As Daniel Ellsberg of the Pentagon Papers fame has said, this NSA leak has been the most important leak in the history of the United States. Or as one brave Canadian once said "Stop Harper"!
June 13, 2013

Ole Juul said:

Routing
"McKay sought to assure Canadians that the surveillance only involved foreign communications."

That's deliberately deceptive. I'm sure that McKay knows that much Canadian communications is routed through the US and that you often cannot clearly distinguish the origin - particularly if a Canadian is using a VPN in the US or some other country.
June 13, 2013

Christopher Mackay said:

MacKay, not "McKay"
Perhaps I'm over-sensitive: the Minister's name is spelt "Peter MacKay", not "Peter McKay".
June 13, 2013

Chris Reid said:

The inevitable "What now?" question....
Which is exactly what this is. Finding out about PRISM (while not terribly surprising) was bad enough ... but now the (also unsurprising) revelation that our own government has been doing the same damn thing?
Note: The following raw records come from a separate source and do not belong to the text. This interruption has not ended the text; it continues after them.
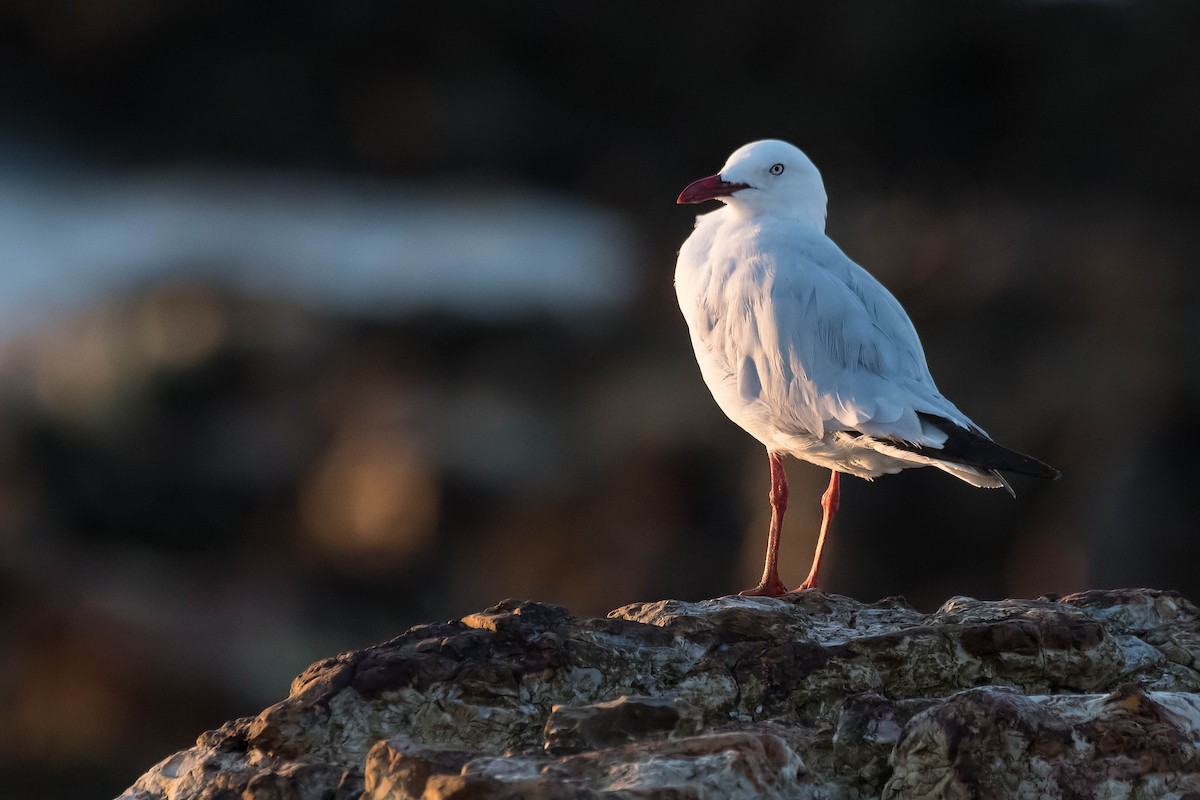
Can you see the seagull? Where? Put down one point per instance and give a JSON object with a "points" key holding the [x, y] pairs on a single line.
{"points": [[807, 352]]}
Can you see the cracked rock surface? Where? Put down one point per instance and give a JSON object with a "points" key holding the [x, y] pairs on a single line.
{"points": [[1093, 695]]}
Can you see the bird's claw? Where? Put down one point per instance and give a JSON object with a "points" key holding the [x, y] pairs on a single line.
{"points": [[769, 589]]}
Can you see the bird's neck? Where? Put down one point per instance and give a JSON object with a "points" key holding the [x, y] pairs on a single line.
{"points": [[808, 215]]}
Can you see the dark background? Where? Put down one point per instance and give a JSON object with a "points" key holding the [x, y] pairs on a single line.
{"points": [[205, 487]]}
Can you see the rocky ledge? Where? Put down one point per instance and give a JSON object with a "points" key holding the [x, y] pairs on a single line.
{"points": [[1093, 695]]}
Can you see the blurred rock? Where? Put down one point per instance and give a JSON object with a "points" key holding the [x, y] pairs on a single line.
{"points": [[811, 695]]}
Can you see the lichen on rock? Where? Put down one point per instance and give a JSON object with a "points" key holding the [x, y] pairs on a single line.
{"points": [[807, 696]]}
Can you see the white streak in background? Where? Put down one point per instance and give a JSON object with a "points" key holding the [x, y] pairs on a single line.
{"points": [[72, 239]]}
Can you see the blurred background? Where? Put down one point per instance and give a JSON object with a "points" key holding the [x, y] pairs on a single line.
{"points": [[319, 320]]}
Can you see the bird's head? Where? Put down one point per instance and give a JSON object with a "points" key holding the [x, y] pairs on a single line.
{"points": [[766, 178]]}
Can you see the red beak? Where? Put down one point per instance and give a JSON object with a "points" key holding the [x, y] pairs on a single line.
{"points": [[708, 188]]}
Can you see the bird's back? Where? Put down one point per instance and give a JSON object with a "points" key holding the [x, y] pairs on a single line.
{"points": [[798, 343]]}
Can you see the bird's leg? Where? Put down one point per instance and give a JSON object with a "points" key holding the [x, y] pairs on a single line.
{"points": [[771, 585], [829, 501]]}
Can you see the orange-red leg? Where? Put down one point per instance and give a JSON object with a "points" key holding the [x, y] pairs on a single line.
{"points": [[829, 503], [771, 585]]}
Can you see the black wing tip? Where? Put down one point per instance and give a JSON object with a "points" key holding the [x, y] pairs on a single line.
{"points": [[976, 449]]}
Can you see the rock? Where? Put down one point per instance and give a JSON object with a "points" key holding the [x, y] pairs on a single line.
{"points": [[807, 696]]}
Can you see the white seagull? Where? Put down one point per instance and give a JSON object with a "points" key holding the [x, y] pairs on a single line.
{"points": [[807, 352]]}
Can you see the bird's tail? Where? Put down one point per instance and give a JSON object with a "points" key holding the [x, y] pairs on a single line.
{"points": [[971, 456]]}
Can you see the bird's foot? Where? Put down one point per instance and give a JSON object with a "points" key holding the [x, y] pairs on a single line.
{"points": [[767, 589]]}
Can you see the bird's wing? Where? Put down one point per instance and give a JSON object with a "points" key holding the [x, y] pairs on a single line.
{"points": [[826, 347]]}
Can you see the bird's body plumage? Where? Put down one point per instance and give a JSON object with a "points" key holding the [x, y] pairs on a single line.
{"points": [[808, 352], [805, 350]]}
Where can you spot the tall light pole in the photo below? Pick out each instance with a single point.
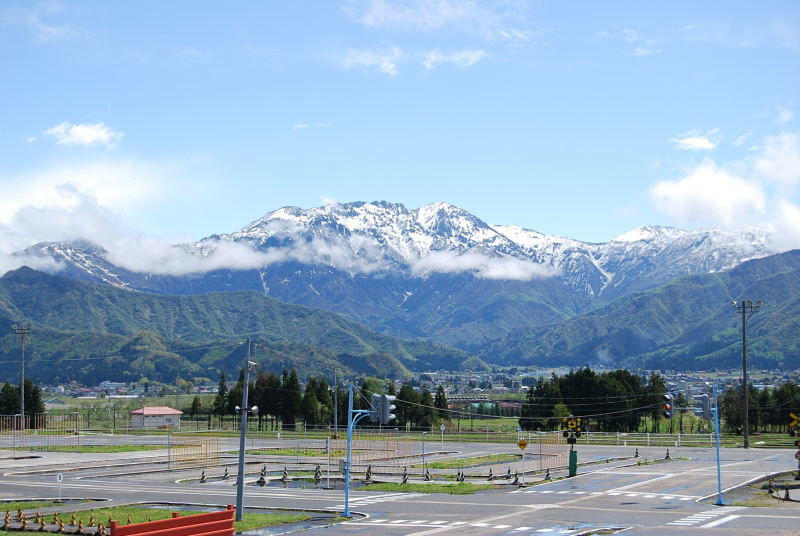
(22, 331)
(744, 307)
(243, 411)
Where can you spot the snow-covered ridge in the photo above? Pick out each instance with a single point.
(409, 238)
(380, 237)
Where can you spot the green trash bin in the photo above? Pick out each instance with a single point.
(573, 462)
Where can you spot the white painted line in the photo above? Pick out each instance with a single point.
(719, 521)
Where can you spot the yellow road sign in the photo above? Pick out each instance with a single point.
(571, 423)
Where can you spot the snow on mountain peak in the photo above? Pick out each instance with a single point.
(648, 233)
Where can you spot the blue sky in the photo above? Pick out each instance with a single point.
(176, 120)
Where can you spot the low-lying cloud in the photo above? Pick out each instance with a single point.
(84, 134)
(480, 265)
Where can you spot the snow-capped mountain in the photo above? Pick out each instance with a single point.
(437, 271)
(396, 238)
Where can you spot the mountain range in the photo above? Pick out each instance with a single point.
(654, 295)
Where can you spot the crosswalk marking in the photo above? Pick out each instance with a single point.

Where does one start, as far as making their voice - in full opposition of such utterly invasive practices - known? And in a way that has some weight behind it? The US at least has organizations like the EFF to focus the combined effort of individuals. We don't seem to have anywhere near as unified a voice for this country, and while I think the individual is always where change for the better has to start - you can push an elephant out of the room a lot easier with a unified effort than you can with people taking turns shoving it at different spots.
June 14, 2013

BemusedLurker said:

Cost Saving measures - Snark
I am waiting for the joint announcement out of the Security Apparachex in both countries...

Canadians no longer need to invest in backup software - CONTACT NSA for inadvertently deleted files.
Americans no longer need to invest in backup software - CONTACT CSIS* for inadvertently deleted files.

* hosted by google
June 14, 2013

maebnoom said:

thanks, A Plebe
Your post warrants re-posting - it's what I came here to say:


"#1. This is the loophole. It's the voluntary sharing of information amongst allies through organizations like the Five Eyes. Canada watches the British, who watch the Americans, etc. and all of the countries voluntarily share information amongst each other. Therefore, each country need not watch its own citizens in violation of privacy laws. They let an ally do it, in exchange for information on the ally's citizens. There are no laws to prevent the voluntary sharing of such information. "

And MacKay knows all of that.
June 15, 2013

Alex said:

BitMessage
https://bitmessage.org/wiki/Main_Page

BitMessage is in its early development but eventually it will be a add-on for common e-mail clients like thunderbird.